Wie ich schon geschrieben hatte...  von Dreh- bzw. Fräsautomaten habe ich keine Ahnung.



> *Zusätzliche mechanische Bremsen mal aussenvorgelassen


Diese Ansage verstehe ich nicht:
Wenn ich etwas nicht rein elektrisch bremsen kann, dann muß ich andere Möglichkeiten finden !
Neben rein mech. Bremsen gibt es ja auch noch Wirbelstrom- Bremsen etc.

Ein Beispiel dafür wäre ein Motorboot...
Wenn der Motor nicht mehr tut => dann hilft nur, den Anker zu werfen.

Ich verstehe auch noch nicht ganz, warum die Geber bzw.
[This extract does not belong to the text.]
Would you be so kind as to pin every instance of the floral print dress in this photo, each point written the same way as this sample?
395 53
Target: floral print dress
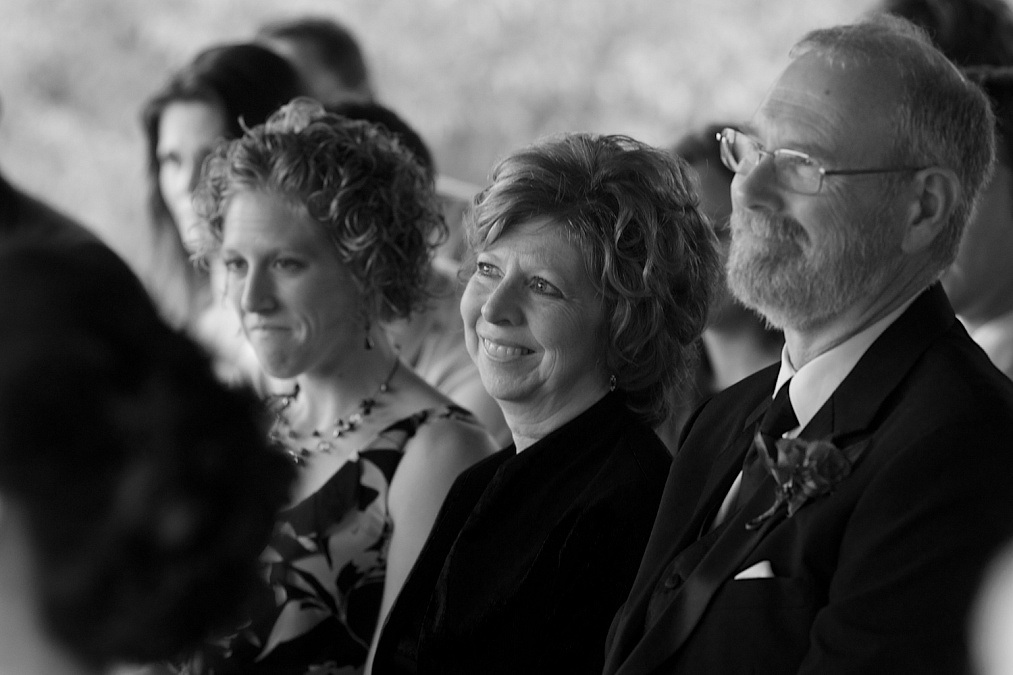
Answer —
326 565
Rückführung ( Encoder, Resolver... ) bei Keil-, Zahn-, Ketten- oder sonstwas für Antriebsmöglichkeiten nicht auf der abgetriebenen Welle angeflanscht sind.
Wir haben Hydraulik- Motoren, die über Servo- Ventile gesteuert werden.
Die Drehzahl bzw. die Winkelstellung der Welle werden über eine mech. Entkoppelung ( z.b. Zahnriemen, federgeführte Kupplung ) immer auf der abgetriebenen Seite erfaßt.
Unsere Hydraulik- Antriebe arbeiten auf 10-tel Grad ( Winkel ) genau.
Die Geschwindigkeit liegt bei durchschnittl. 130 Takten/min.
Ein Takt ist nicht gleichzusetzen mit einer kompletten Drehung der Welle !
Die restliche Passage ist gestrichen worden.